That's awesome. The extra detail work really gives it more features and more face like. Maybe some blood red hands as strong colour contrast against the steel?

Sent from my SM-T580 using Tapatalk


----------



## german

Updates: KOPF timepiece Nr. 002 is finished, what do you think about his tritium blue eyes?

Going slowly, it's still generally a kind of after-work activity.
I think I must work on quality improvements at caseback side... :roll:

Friendly magazine guys just made a short video footage:


----------



## FubarCle

german said:


> Updates: KOPF timepiece Nr. 002 is finished, what do you think about his tritium blue eyes?
> 
> Going slowly, it's still generally a kind of after-work activity.
> I think I must work on quality improvements at caseback side... :roll:
> 
> Friendly magazine guys just made a short video footage:


I think it is very cool. Love the bronze version mixed with the colors from this one. Just needs some refining.

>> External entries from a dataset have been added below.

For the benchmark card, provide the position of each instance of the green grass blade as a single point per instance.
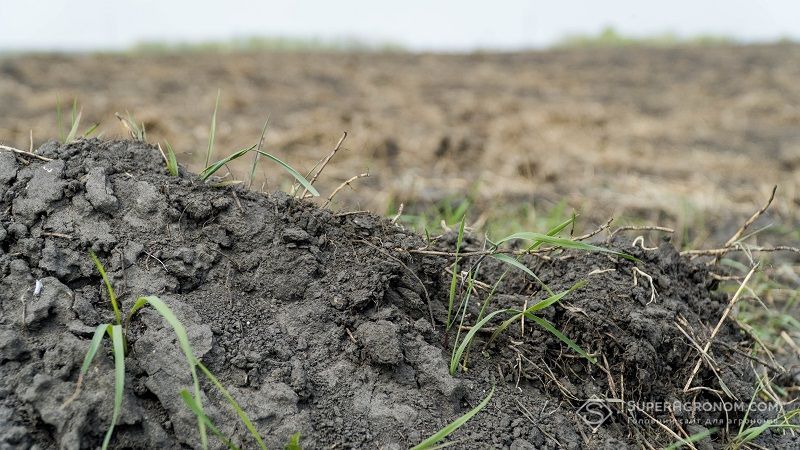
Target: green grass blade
(570, 343)
(516, 263)
(60, 120)
(297, 175)
(453, 426)
(111, 295)
(563, 243)
(257, 155)
(456, 358)
(245, 420)
(294, 442)
(454, 279)
(119, 379)
(554, 298)
(210, 170)
(183, 341)
(172, 160)
(537, 307)
(691, 439)
(554, 231)
(201, 415)
(76, 122)
(97, 340)
(213, 132)
(91, 129)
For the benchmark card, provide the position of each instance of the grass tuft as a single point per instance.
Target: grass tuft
(453, 426)
(213, 131)
(117, 336)
(454, 279)
(111, 294)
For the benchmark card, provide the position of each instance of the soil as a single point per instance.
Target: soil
(323, 323)
(691, 138)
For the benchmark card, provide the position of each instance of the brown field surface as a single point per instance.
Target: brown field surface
(692, 138)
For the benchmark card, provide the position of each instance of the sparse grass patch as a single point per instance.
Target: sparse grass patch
(430, 443)
(119, 343)
(536, 240)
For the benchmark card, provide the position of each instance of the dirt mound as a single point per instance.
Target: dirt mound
(319, 323)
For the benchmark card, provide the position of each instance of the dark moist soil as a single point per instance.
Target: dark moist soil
(318, 322)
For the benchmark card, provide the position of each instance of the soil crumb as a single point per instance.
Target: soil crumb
(327, 324)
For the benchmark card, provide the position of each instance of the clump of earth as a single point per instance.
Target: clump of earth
(327, 324)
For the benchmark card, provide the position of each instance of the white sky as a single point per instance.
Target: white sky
(417, 24)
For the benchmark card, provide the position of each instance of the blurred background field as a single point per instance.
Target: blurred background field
(678, 134)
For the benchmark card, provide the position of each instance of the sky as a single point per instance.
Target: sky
(426, 25)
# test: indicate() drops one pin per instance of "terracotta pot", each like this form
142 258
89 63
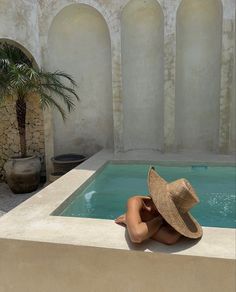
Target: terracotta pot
23 174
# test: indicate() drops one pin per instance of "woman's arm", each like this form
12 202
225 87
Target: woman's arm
138 230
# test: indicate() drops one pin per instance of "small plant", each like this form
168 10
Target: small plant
20 79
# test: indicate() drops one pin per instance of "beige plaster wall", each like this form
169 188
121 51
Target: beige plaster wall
19 22
9 138
79 43
198 56
142 52
30 24
30 266
233 101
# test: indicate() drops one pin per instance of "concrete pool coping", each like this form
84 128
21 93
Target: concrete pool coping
31 221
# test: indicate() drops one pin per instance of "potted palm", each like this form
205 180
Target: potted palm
19 79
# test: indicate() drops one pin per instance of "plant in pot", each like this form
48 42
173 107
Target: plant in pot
19 79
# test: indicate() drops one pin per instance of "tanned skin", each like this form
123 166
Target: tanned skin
143 221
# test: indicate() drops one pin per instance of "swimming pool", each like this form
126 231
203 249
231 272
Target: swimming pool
104 196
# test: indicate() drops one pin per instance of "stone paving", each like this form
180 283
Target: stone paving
8 200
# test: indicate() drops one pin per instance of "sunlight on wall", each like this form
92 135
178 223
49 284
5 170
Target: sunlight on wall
79 44
198 57
142 38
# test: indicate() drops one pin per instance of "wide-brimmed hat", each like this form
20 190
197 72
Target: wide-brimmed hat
173 201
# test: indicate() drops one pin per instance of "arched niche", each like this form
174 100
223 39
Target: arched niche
198 65
142 40
79 44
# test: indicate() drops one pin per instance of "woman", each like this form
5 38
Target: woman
164 215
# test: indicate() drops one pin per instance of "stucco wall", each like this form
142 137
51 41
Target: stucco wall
79 43
198 58
130 43
98 51
142 52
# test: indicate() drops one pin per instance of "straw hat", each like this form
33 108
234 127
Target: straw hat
173 201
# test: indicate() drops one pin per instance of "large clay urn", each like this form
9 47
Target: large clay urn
23 174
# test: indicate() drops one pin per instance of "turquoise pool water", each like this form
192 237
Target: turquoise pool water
106 194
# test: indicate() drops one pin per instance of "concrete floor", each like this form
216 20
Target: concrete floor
8 200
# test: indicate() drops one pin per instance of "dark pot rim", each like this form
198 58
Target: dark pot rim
19 158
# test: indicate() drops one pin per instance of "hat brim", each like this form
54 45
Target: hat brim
184 223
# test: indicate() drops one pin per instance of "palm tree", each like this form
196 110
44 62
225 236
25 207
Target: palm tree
20 79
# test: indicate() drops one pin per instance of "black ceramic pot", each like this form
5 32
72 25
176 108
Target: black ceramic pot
65 162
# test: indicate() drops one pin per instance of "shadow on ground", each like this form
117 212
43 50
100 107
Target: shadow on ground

Sent from my SM-N976V using Tapatalk


----------



## okiokipanic

This is a really unique design! It sort of reminds me of the CGI animated movie 9 a bit.

I think a "crystal skull" could be an interesting concept to play with too, maybe also adding small jewels to the 'eyes'. In any case this is super impressive. Great work!


----------



## german

Cool review from Watchfinder, hope you'll recognize that old project =)


----------



## Saswatch

german said:


> Cool review from Watchfinder, hope you'll recognize that old project =)


This is a 2-hander watch design that is a-head of the competition. Jokes aside and to be honest, very cool.


----------



## Simon

Visited German today - tried out the coolest watch on the planet - sure is -
I think these will go fast (as fast as each can be hand-made) - and will be a real collector's item
Truly extraordinary creation from a superb watchmaker


----------



## TheSecret

@german Insane!!!


----------